In the midst of the political crisis that has engulfed Belarus since its August 9 presidential elections, the Russian state propaganda machine finds itself in an unusual position. The official Russian media outlets have been trying to play the role of the mainstream press, presenting more-or-less balanced reports that quote both Belarusian government sources and their opponents. It was officially announced in Minsk that the incumbent, Alyaksandr Lukashenka, was reelected with over 80 percent of the vote. This result has not been recognized by the opposition, leading to ongoing street protests in Minsk and other Belarusian cities. The protests are being decisively suppressed by riot police. Various news reports indicate that thousands of protesters have been arrested and/or beaten by Lukashenka’s special police, which has employed water cannons, tear gas, rubber bullets and, apparently, sometimes live ammunition and shotguns. Journalists reporting on the violence, including Russian ones, have been targeted by Belarusian law enforcement (Interfax, Kommersant, August 13).
Valery Tsepkalo—a Belarusian politician, diplomat, corporate executive and entrepreneur, who attempted to run against Lukashenka but was refused registration and fled to Moscow—claims that the Belarusian opposition has ample evidence the election was rigged and that Lukashenka, in fact, lost. Footage of the demonstrations in the streets of Minsk and other Belarusian cities never shows any Lukashenka supporters—only riot police. Tsepkalo told Kommersant, “We were surprised [Russian President Vladimir] Putin promptly congratulated Lukashenka on his victory. We had hoped Moscow would be more neutral.” Apparently Tsepkalo and other Belarusian opposition figures were receiving information from Russian sources that Moscow wants to see the fall of the Lukashenka regime. In recent weeks, Tsepkalo has relocated to Kyiv and has been visiting other regional capitals to organize international support for the Belarusian opposition (Kommersant, August 12). A correspondent with the independent Russian internet news site Znak, Nikita Telizhenko, was arrested in Minsk on August 10, beaten up in a police precinct and, eventually, expelled to Moscow after an intervention from the Russian embassy. Telizhenko writes that, while in custody, he witnessed severe beatings and torture of citizens and arrested protesters by the Belarusian special police. One Belarusian officer allegedly told Telizhenko, “If riots begin, we were given orders to shoot to kill. We will not allow Belarus to become part of Russia.” Apparently, these police officers have been instructed that the Belarusian opposition is trying to organize a “second Ukraine” or Maidan revolution, at Moscow’s bidding (Znak, August 12)
Russian state TV anchors are visibly uncomfortable reporting on Lukashenka’s crackdown, but they are diligently hewing to what appears to be the official Kremlin stance on the Belarusian post-election crisis: remaining neutral, as neither side seems to be Russia’s friend or proxy.
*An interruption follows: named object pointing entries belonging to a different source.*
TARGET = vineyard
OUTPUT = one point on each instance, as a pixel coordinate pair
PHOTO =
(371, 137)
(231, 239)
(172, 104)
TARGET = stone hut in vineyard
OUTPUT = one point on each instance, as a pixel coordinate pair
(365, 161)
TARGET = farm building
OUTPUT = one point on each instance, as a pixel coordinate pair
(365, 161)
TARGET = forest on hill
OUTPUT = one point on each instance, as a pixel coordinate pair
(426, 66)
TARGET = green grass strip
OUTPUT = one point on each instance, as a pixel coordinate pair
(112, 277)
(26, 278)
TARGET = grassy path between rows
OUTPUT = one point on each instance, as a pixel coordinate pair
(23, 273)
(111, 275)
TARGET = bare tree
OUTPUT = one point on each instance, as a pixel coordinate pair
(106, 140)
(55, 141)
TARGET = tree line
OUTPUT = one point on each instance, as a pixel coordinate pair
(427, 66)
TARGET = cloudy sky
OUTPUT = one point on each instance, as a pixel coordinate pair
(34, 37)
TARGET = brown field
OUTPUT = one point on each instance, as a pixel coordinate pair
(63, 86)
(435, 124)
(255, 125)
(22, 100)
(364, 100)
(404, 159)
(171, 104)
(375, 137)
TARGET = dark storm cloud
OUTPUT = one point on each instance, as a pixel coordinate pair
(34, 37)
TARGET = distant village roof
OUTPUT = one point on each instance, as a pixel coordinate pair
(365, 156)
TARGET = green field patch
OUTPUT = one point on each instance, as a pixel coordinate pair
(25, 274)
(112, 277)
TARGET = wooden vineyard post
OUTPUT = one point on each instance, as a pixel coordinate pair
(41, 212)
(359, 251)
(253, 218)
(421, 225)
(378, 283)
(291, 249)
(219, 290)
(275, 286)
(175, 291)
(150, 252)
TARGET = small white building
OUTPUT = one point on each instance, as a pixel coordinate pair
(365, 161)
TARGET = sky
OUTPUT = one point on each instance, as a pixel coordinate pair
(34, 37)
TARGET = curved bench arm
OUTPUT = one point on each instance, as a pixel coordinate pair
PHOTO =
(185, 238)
Some commentators see this situation as a genuine Russian defeat, since Moscow is perceived as an enemy by both sides in the Belarusian standoff. They predict that the protests will fizzle out and Lukashenka will weather the storm; but then, other Russian allied (proxy) states, like Kazakhstan or Serbia, will suddenly view Moscow as inept and powerless (Moskovsky Komsomolets, August 12). Other independent pro-Kremlin narratives emphasize that Moscow has maneuvered itself into a strategically advantageous position: Lukashenka’s perceived brutality will force Brussels and Washington to back off from trying to build bridges to Minsk and, perhaps, to reluctantly reimpose sanctions. At that point, Lukashenka will have no other options left but to mend fences with Putin (Vzglyad, August 13).
Lukashenka has ruled Belarus for 26 years, and on August 9, he officially won his sixth consecutive presidential term. On paper, Russia is Lukashenka’s friend and ally. In 1999, the two countries signed and duly ratified a treaty to form the Union State of Russia and Belarus—a federation with a common head of state, legislature, flag, coat of arms, anthem, constitution, army, citizenship and currency. None of these goals were ever achieved, to Moscow’s annoyance. Lukashenka ran his 2020 reelection campaign as a strong national leader, rejecting the notion that Belarus would ever surrender its independence and declaring his opposition to Russian dominance. In recent months, he repeatedly accused Moscow of attempting to destabilize Belarus and undermine his reelection. On July 29, the Belarusian KGB and OMON special police forces arrested 33 unarmed Russian military contractors, accusing them of being members of the notorious private military company (Chastnaya Voennaya Companiya— ChVK) Wagner Group. The men were allegedly sent to Belarus to incite violence and facilitate a revolution (see EDM, July 30). Lukashenka had been alluding to “forces in Russia” planning to overthrow him using “hybrid” warfare methods; but after August 9, as real violence engulfed the streets of Belarusian cities, Lukashenka’s accusations have been redirected to the West, namely Poland, Czechia (Czech Republic) and the United Kingdom (Kommersant, August 13). Lukashenka may, indeed, be preparing to ingratiate himself back into Putin’s good graces: efforts to resolve the rift caused by the arrest of the Russian mercenaries are underway, and the men may be extradited to Russian “sometime soon” (Interfax, August 12)
The Kremlin balks at any street opposition movements taking power, seeing them always as a vanguard of a Western regime-changing “hybrid” intervention. At the same time, Lukashenka is not trusted in Moscow and is seen as a leader who will never realize Putin’s dream of a Union State. This puts Russia in a conundrum: both supporting Lukashenka or opposing him could be a mistake. The Kremlin is possibly hoping to walk a fine line, allowing Lukashenka to be weakened by Western sanctions and internal disruptions so that, perhaps in a year’s time, he may be persuaded to quit and leave Minsk with a “severance package” and personal immunity guarantees, thus leaving Belarus to Putin (Moskovsky Komsomolets, August 11). Of course, all mainstream assumptions in the Russian capital are that, soon, Lukashenka’s security services will prevail and the opposition will collapse. This assumption may prove false if a more massive resistance emerges, spurned by Belarusian rage at acute police violence. Such rage could transform into politically motivated action, thus sending the regime into uncontrolled disintegration. At that point, the Kremlin will face a new conundrum: whether to sit by and see Putin’s Union State dream finally evaporate or decisively move in to take over.